June 27, 2012

INSERT, Don’t DELETE

I’ve been working on a data archival project over the last couple weeks and thought it would be interesting to discuss something a bit counter-intuitive. Absolutes are never true, but when getting rid of data, it’s usually more efficient to insert the data being kept into a new table rather than deleting the old data from the existing table.

Here is our example table from the IMDB database.

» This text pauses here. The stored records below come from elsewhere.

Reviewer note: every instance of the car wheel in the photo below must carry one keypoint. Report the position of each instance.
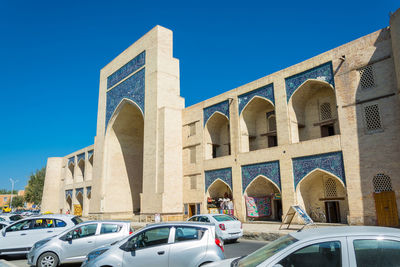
(48, 259)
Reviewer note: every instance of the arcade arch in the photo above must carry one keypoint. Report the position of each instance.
(124, 158)
(313, 112)
(258, 125)
(324, 197)
(263, 195)
(217, 136)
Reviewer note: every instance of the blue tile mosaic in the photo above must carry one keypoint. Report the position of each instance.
(81, 157)
(322, 72)
(222, 107)
(88, 190)
(269, 170)
(330, 162)
(68, 193)
(264, 92)
(78, 190)
(127, 69)
(71, 161)
(132, 88)
(223, 174)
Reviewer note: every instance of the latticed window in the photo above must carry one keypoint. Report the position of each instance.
(372, 117)
(330, 188)
(367, 77)
(192, 129)
(325, 111)
(272, 124)
(193, 182)
(382, 183)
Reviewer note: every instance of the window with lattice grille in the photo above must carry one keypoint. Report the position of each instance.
(325, 111)
(372, 118)
(193, 182)
(382, 183)
(330, 188)
(192, 129)
(272, 123)
(367, 77)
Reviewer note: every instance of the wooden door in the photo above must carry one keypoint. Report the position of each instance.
(386, 208)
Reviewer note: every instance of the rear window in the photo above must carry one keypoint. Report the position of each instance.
(110, 228)
(76, 220)
(222, 218)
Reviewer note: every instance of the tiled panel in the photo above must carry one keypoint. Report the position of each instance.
(78, 190)
(90, 154)
(330, 162)
(264, 92)
(222, 107)
(322, 72)
(68, 193)
(127, 69)
(132, 88)
(81, 157)
(223, 174)
(71, 161)
(268, 169)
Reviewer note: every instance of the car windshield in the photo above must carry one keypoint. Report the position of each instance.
(222, 218)
(76, 220)
(260, 255)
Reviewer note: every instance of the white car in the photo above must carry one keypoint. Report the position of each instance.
(226, 227)
(19, 237)
(327, 247)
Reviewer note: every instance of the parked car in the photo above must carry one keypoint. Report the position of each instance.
(185, 244)
(20, 236)
(331, 246)
(73, 245)
(227, 228)
(10, 217)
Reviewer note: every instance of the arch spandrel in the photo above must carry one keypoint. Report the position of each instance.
(323, 73)
(265, 92)
(331, 163)
(224, 175)
(269, 170)
(222, 107)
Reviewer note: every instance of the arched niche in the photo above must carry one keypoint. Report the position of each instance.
(217, 136)
(124, 159)
(257, 127)
(324, 196)
(313, 111)
(262, 187)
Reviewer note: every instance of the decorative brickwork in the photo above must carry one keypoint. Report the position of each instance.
(330, 162)
(222, 107)
(322, 72)
(223, 174)
(264, 92)
(269, 170)
(132, 88)
(127, 69)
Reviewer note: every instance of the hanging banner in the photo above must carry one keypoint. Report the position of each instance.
(293, 210)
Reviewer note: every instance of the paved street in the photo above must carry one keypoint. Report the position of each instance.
(242, 247)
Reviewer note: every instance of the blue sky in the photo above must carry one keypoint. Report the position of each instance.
(51, 53)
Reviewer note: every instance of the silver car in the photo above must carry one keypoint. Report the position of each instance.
(327, 247)
(74, 244)
(20, 236)
(185, 244)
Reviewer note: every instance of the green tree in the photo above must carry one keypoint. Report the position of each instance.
(18, 202)
(34, 189)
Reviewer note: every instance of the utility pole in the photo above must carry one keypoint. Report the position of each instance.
(12, 190)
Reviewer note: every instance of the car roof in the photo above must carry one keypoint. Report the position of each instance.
(328, 232)
(185, 223)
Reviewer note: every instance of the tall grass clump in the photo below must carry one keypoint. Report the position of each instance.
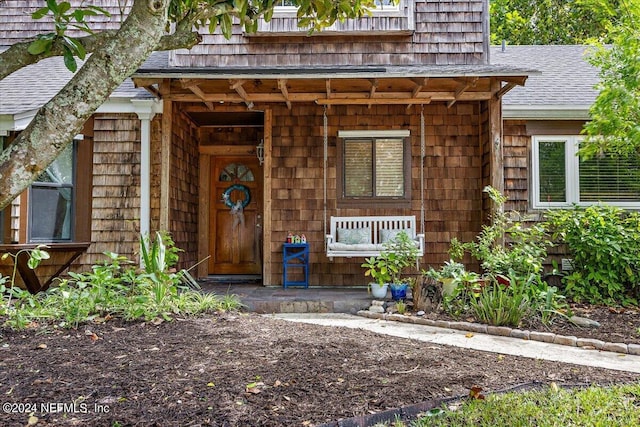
(117, 288)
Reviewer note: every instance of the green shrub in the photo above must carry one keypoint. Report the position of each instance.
(506, 246)
(116, 288)
(604, 243)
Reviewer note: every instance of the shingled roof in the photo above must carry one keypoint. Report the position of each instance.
(563, 89)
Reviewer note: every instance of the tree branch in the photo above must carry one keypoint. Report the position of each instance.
(18, 56)
(58, 121)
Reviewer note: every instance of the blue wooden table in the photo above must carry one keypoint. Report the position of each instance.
(295, 255)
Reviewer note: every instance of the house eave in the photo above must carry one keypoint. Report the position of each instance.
(545, 112)
(433, 71)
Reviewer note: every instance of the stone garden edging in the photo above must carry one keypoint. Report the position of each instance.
(505, 331)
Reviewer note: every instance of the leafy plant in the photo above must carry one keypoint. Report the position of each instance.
(397, 254)
(450, 270)
(604, 243)
(65, 17)
(116, 288)
(500, 305)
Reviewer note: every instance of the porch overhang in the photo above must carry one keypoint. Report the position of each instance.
(407, 85)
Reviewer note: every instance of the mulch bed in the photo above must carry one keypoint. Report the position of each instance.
(245, 370)
(618, 325)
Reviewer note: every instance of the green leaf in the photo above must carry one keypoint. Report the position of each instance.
(69, 60)
(64, 7)
(53, 6)
(40, 13)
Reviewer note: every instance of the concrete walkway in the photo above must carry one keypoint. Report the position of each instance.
(477, 341)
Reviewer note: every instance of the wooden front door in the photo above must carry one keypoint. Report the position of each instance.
(235, 240)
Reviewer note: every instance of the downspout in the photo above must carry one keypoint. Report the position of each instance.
(146, 110)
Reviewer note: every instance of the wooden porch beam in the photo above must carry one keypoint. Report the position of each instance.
(165, 158)
(461, 89)
(372, 91)
(282, 85)
(200, 94)
(420, 83)
(237, 86)
(141, 82)
(369, 101)
(517, 80)
(328, 88)
(313, 96)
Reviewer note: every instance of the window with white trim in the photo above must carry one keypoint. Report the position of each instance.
(374, 166)
(561, 178)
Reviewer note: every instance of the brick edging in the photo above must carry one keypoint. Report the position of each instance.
(505, 331)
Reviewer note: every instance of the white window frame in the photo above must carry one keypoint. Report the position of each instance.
(73, 187)
(572, 175)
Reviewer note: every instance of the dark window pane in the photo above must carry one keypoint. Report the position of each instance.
(552, 176)
(389, 168)
(358, 169)
(51, 213)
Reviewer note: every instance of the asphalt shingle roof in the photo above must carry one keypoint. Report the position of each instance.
(31, 87)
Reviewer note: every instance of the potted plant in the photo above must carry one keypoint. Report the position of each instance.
(399, 254)
(448, 275)
(386, 268)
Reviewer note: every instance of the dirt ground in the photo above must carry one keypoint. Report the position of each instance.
(246, 370)
(621, 325)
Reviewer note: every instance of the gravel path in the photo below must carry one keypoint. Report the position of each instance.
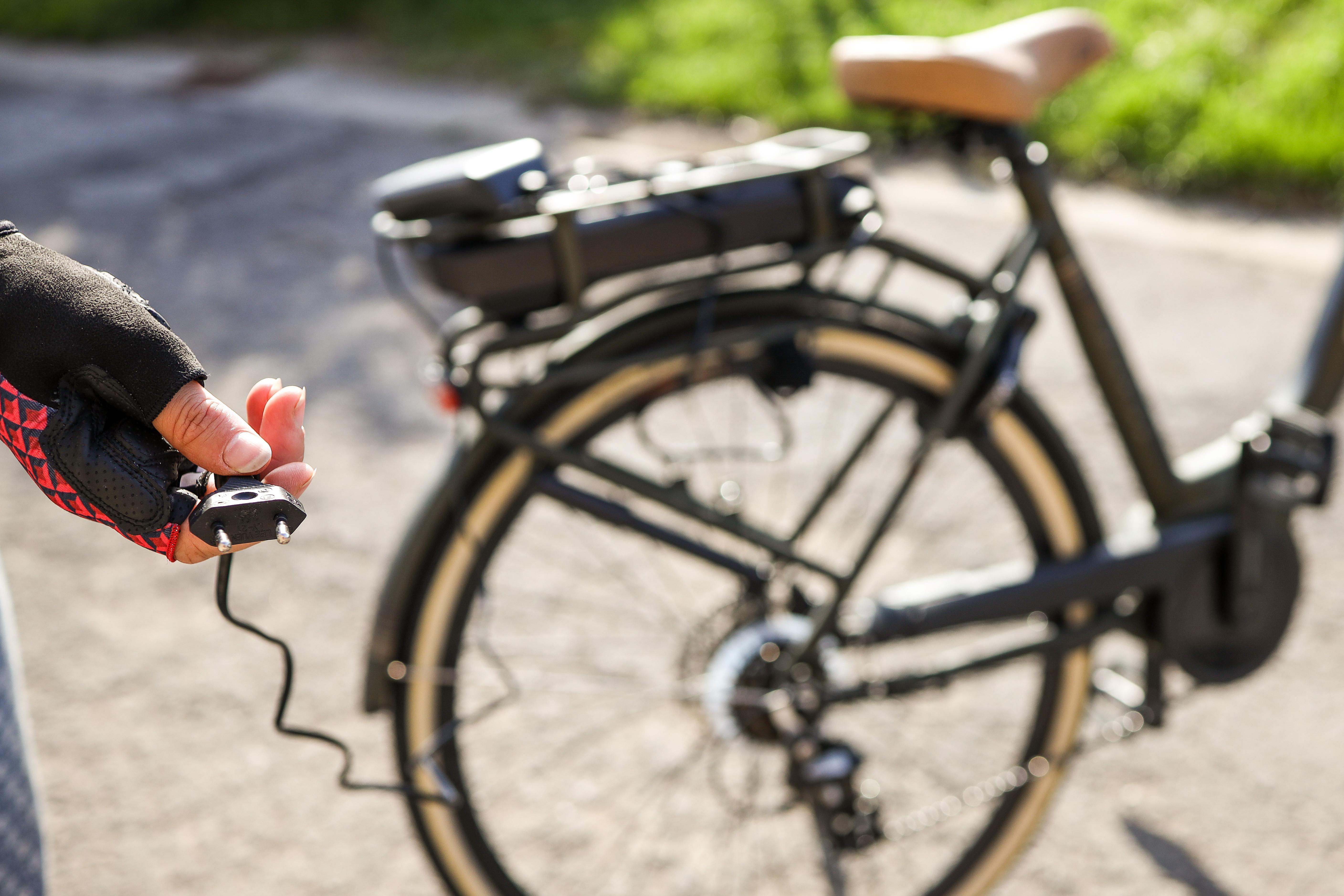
(241, 213)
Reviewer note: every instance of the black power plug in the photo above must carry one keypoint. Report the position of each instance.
(244, 510)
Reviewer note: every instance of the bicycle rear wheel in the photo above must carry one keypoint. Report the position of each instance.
(562, 669)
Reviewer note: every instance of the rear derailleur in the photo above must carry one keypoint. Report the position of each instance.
(823, 772)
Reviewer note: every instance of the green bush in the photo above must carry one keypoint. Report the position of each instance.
(1199, 96)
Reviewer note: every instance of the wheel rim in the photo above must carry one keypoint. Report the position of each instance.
(510, 824)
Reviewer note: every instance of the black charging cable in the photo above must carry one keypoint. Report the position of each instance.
(226, 564)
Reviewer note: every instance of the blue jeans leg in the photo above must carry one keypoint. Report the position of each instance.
(21, 839)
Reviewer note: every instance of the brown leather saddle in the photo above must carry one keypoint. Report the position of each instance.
(999, 74)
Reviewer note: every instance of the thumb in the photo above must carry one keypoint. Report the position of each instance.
(202, 428)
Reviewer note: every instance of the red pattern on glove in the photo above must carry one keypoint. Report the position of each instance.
(23, 424)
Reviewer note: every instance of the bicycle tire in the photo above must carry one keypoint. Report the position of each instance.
(490, 491)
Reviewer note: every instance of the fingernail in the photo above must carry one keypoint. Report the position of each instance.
(247, 452)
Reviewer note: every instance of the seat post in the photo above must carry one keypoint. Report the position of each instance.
(1133, 420)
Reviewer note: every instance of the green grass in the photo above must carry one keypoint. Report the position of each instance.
(1244, 95)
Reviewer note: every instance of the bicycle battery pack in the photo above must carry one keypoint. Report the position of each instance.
(538, 250)
(474, 183)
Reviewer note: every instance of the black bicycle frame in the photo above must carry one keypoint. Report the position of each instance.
(1194, 517)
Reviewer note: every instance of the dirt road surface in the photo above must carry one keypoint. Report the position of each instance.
(241, 213)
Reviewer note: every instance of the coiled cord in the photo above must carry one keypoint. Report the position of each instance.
(226, 564)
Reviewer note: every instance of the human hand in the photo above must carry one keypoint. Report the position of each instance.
(269, 445)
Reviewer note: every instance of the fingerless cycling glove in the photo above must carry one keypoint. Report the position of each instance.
(85, 367)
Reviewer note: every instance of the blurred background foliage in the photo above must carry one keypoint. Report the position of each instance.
(1242, 95)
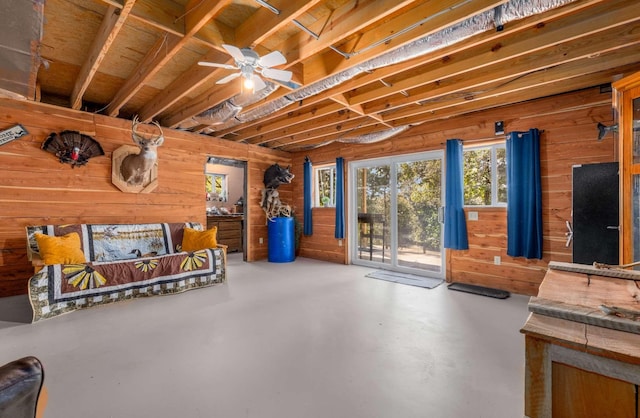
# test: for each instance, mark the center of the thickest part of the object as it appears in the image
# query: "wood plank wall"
(569, 123)
(36, 189)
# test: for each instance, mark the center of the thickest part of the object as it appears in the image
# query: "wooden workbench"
(582, 344)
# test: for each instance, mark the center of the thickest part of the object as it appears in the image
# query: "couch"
(83, 265)
(22, 393)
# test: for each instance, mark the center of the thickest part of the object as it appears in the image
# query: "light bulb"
(248, 83)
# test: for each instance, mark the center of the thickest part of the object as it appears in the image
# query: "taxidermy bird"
(72, 147)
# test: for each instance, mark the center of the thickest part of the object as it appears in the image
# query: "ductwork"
(490, 20)
(229, 109)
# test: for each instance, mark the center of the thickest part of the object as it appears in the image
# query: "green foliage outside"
(420, 197)
(418, 200)
(477, 176)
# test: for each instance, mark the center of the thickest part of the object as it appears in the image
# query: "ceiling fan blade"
(258, 83)
(228, 78)
(235, 52)
(280, 75)
(272, 59)
(214, 64)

mysql> show create table title\G
*************************** 1. row ***************************
       Table: title
Create Table: CREATE TABLE `title` (
  `id` int(11) NOT NULL AUTO_INCREMENT,
  `title` text NOT NULL,
  `imdb_index` varchar(12) DEFAULT NULL,
  `kind_id` int(11) NOT NULL,
  `production_year` int(11) DEFAULT NULL,
  `imdb_id` int(11) DEFAULT NULL,
  `phonetic_code` varchar(5) DEFAULT NULL,
  `episode_of_id` int(11) DEFAULT NULL,
  `season_nr` int(11) DEFAULT NULL,
  `episode_nr` int(11) DEFAULT NULL,
  `series_years` varchar(49) DEFAULT NULL,
  `md5sum` varchar(32) DEFAULT NULL,
  PRIMARY KEY (`id`),
  KEY `idx_title` (`title`(10)),
  KEY `idx_pcode` (`phonetic_code`),
  KEY `idx_epof` (`episode_of_id`),
  KEY `idx_md5` (`md5sum`),
  KEY `title_kind_id_exists` (`kind_id`),
  CONSTRAINT `title_episode_of_id_exists` FOREIGN KEY (`episode_of_id`) REFERENCES `title` (`id`),
  CONSTRAINT `title_kind_id_exists` FOREIGN KEY (`kind_id`) REFERENCES `kind_type` (`id`)
) ENGINE=InnoDB AUTO_INCREMENT=2172322 DEFAULT CHARSET=latin1

It has about 2.2 million rows

mysql> SELECT COUNT(*) FROM title;
+----------+
| count(*) |
+----------+
|  2172320 |
+----------+
1 row in set (1.35 sec)

To make this a fair test, let’s say that we want to get rid of half the records. In this contrived example, ‘g’ is the median starting letter. So, we’re going to get rid of everything that matches /^[0-9a-gA-G]/. The title column is indexed, so building the result set should be reasonably efficient.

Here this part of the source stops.